By the time I reached Micronesia, the Chinese population had grown, since tourists and business men started to grow exponentially. Palau is to mainland China what Mexico is to the rest of North America, a cheap and tropical little play land for the hard working to go and chillax. I happened to be in Palau for Chinese New Year, so there were literally thousands of them, filling every hotel and tour the island had to offer. Right after I went to Saipan, which and has successfully marketed car rentals (mostly Hummers and Mustang convertibles) as a tourist trap for teeny little Chinese and Japanese drivers that have rarely driven anything bigger than a Yaris.

boatloads of Chinese tourists empty out at the Milky Way in Palau's Rock Islands

boatloads of Chinese tourists empty out at the Milky Way in Palau’s Rock Islands

After coming to mainland China on my way back home, I decided I like Chinese locals much more than Chinese tourists. The worst experience I had with them was trying to snorkel around the Rock Islands and the famous Jelly fish lake – imagine a hundred black-haired people in leotard unisuits and life jackets flailing around in a sea they don’t know how to swim in, but meanwhile trying to look at all the pretty fishies through their awkwardly fitting snorkel masks, and every once in a while trying to adjust their snorkels while standing up on some super fragile coral or trying their best to pull out some clam shells or pick up some stingerless jellyfish to take home. There’s something about personal space they don’t respect above ground either (I’ve often been walked through by groups of Chinese tourists), but underwater (especially when I don’t have a life jacket) is a bit more dangerous, and I definitely choked on a few mouthfuls of seawater as floating Chinese kids thrashed into me or over me.

The best experience I’ve had with the Chinese was thanks to China Southern Airline. First of all, I was able to book a last-minute one-way ticket from Taipei to London for less than 500 euros, which is 2 flights connecting in Guangzhou, China. Upon checking in, I was informed I had a Premium Economy ticket, which would rival most other airlines first class cabins. I had a big comfy reclining seat with a foot rest and extra leg and arm room, a meal with wine, and free entertainment, just on the short 2 hour hop between Taipei and Gangzhou. I was expecting a shitty 16 hour overnight layover in the airport (which made sense since the ticket was so cheap), but then China Southern offers a complimentary hotel stay for connections over 8 hours. I’m not talking about a flight delay, but simply a layover entitles me to a 45 min shuttle to a beautiful hotel, where I was given a 3 bedroom suite, free breakfast, and a transfer back to the hotel, all for free. I literally couldn’t believe it, and thought it was some sort of scam and I’d have to pay later, but after drinking some Chinese tea while soaking in a bubble bath, I jumped for joy onto my queen sized bed, but realized a little too late that the bed was rock hard.
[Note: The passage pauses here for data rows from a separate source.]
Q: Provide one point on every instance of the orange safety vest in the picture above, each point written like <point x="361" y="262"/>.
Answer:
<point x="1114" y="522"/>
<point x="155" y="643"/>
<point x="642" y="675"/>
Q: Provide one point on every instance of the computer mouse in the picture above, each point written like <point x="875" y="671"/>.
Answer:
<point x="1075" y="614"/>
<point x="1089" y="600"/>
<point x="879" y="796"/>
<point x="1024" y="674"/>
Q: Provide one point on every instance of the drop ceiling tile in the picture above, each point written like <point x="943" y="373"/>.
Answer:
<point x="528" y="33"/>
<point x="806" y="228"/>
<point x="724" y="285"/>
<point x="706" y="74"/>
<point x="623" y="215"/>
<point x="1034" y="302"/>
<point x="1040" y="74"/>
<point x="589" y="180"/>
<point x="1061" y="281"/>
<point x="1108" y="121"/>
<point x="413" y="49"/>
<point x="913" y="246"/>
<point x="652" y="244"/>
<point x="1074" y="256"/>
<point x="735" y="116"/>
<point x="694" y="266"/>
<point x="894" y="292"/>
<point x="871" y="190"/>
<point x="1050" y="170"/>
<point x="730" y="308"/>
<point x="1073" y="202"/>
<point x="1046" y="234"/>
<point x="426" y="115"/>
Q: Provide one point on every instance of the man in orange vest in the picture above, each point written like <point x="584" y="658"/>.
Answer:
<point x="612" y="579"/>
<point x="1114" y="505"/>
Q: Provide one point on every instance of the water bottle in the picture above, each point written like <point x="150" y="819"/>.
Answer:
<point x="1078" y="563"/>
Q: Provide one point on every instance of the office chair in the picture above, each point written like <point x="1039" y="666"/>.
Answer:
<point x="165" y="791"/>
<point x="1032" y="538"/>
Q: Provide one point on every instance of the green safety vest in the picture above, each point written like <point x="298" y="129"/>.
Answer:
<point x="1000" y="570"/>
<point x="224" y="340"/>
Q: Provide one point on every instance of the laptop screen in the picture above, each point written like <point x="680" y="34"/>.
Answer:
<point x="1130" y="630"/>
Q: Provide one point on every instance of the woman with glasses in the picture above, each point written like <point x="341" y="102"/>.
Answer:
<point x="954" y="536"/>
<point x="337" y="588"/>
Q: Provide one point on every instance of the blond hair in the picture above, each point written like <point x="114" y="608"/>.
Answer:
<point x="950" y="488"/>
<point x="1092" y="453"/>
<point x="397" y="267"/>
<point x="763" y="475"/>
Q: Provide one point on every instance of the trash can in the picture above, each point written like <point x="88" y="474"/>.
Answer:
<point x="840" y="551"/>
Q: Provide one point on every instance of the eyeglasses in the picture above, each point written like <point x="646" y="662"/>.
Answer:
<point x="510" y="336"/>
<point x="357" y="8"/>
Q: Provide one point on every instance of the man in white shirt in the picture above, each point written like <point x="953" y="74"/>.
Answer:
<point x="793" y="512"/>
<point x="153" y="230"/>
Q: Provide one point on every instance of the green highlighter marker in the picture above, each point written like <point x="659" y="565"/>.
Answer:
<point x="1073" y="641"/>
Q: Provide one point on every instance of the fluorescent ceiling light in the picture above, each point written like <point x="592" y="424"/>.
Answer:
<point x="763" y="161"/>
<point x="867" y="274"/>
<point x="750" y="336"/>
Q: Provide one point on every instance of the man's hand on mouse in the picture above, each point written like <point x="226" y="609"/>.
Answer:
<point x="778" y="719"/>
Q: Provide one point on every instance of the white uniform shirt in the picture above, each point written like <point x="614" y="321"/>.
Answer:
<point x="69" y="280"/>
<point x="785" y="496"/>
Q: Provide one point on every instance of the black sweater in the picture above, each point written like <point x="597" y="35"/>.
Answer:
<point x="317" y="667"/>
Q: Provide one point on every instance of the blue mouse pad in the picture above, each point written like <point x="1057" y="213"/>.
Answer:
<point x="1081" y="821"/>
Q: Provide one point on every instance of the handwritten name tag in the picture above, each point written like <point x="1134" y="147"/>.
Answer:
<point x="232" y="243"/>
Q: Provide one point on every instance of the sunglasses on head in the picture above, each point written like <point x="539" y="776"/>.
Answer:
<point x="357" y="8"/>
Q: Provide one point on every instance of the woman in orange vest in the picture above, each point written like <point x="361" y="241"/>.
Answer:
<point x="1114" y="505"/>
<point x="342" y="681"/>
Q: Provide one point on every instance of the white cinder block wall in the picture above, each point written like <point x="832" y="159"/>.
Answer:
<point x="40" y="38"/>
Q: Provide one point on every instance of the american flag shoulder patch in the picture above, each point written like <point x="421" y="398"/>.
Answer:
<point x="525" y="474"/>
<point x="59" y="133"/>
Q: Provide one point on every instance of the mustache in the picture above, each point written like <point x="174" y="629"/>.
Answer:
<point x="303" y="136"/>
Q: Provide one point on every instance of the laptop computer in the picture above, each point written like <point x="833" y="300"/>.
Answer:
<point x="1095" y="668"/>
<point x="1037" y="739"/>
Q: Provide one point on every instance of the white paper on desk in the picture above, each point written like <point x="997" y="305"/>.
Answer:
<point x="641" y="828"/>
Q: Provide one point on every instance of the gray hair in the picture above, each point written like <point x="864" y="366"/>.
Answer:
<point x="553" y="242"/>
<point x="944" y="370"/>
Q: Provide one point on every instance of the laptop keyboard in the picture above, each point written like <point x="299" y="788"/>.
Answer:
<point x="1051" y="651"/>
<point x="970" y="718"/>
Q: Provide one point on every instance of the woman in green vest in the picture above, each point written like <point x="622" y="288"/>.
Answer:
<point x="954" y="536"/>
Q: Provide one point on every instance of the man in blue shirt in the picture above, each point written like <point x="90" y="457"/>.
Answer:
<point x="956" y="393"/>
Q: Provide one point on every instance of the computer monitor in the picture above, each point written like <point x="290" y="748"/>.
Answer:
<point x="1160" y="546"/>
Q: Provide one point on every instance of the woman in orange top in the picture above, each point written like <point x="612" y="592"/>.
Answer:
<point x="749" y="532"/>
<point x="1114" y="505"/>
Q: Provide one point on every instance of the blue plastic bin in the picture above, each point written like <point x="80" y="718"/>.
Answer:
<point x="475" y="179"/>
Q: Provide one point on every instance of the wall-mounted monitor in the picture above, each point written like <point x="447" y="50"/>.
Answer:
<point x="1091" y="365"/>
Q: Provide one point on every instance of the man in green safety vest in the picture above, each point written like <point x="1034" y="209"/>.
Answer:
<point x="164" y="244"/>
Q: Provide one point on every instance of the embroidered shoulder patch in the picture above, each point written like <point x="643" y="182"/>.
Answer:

Its hard to imagine the pacific without the Chinese, but I did try. Maybe it would mean less industrialized islands with more self-sufficiency, not depending on shipments or trade… or maybe their seas wouldn’t be as exploited by the harvest of nearly everything edible (including coral). Or maybe the islands would have long gone under, tired of living with such limited resources and simple diets. Or maybe the Australians, Kiwis and Americans would have just filled the gaps instead… who knows. All I can say for sure is the Pacific economy would be totally different without the Chinese, and I wouldn’t have eaten nearly as well without them during my trip.